Dr. Newberry said JCTC was highlighting three major issues in its plan for a competititive commonwealth initiative. They are: 1) implementing college readiness partnerships with local school districts; 2) providing on-campus retention and graduation incentives; and (3) establishing transfer partnerships with the universities.
Dr. Newberry discussed college and workforce readiness. He said there is a “pipeline leakage problem” in Kentucky’s educational system. He noted for every 100 Kentucky 9th graders: 65 graduate from high school; 37 enter college; 24 are still enrolled in sophomore year; and 12 graduate with a four-year degree in 6 years. He also said 81 percent of first time freshmen at JCTC test into at least one developmental course, with the highest percentage needing help in developmental math.
Dr. Newberry said the college response is to provide effective partnerships with secondary schools. This includes: strengthening the dual credit and school-to-college transition programs; developing a career pathways programs specific to the career themes at each Jefferson County high school; expanding career planning and college placement services; and sponsoring curriculum alignment discussions for high school and college faculty in mathematics and English. He noted Senate Bill 1 (2009) requirements will strengthen the above efforts.
Dr. Newberry discussed on-campus initiatives and the number of students that are transferring from JCTC to a university.
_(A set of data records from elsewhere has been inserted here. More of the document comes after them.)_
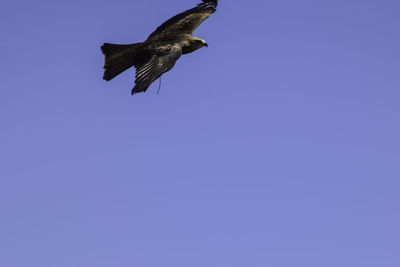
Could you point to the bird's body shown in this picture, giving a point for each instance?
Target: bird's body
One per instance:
(159, 53)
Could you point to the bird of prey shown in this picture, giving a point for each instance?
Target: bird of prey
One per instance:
(161, 50)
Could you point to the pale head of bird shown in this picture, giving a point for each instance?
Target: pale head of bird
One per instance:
(192, 44)
(198, 42)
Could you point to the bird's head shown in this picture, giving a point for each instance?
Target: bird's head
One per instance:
(198, 43)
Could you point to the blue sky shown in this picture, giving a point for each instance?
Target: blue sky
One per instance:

There were 633 total JCTC transfers to Kentucky universities in 2007-2008; 384 of those students transferred to the University of Louisville. There is a new goal to increase annual transfers from 646 to 2,000 by 2020.
Dr. Newberry discussed the opportunities and challenges of a campus located in an urban setting. He also talked about the pros and cons of tight budgets in times of growth. Dr. Newberry thanked the members and said he was available to answer questions.
Senator Borders commended former Governor’s Patton vision and the implementation of the Kentucky Postsecondary Education Reform Act. He asked whether there has been an improvement in the successful transfer of credits to four-year colleges.
Dr. Newberry said the Council on Postsecondary Education (CPE) has provided positive direction relating to student transfer issues. He noted Dr. Jim Ramsey, President, University of Louisville, has been very supportive of JCTC efforts to transition students from the community college to the university. He said that remediation and the selection of students being accepted into programs play a significant role in retention and graduation of students.
Representative Rollins raised a concern about the number of students who are requiring developmental courses. Dr. Newberry discussed the importance of providing an adult education program on campus.
Representative Rollins said it is disappointing that there has been a loss of transferable general education courses due to the revenue shortfall. He also discussed a presentation he had heard at the 2009 Education Commission of the States meeting that indicated that although algebra is not a prerequisite for successful performance in many professions, it is often an obstacle that places many students in developmental courses. Dr. Newberry agreed.
Representative Meeks discussed the employment picture in the Commonwealth. He asked whether jobs exist for Kentucky college graduates after completing their degrees. He also expressed concern about the credit transferability issue.
Representative Richards discussed Senate Bill 1 and college readiness/retention of students. He said lack of funding from the General Assembly has created challenges for the schools and universities. He also discussed the adequacy of facilities on college campuses.
With no further business before the committee, the meeting adjourned at 11:30 a.m.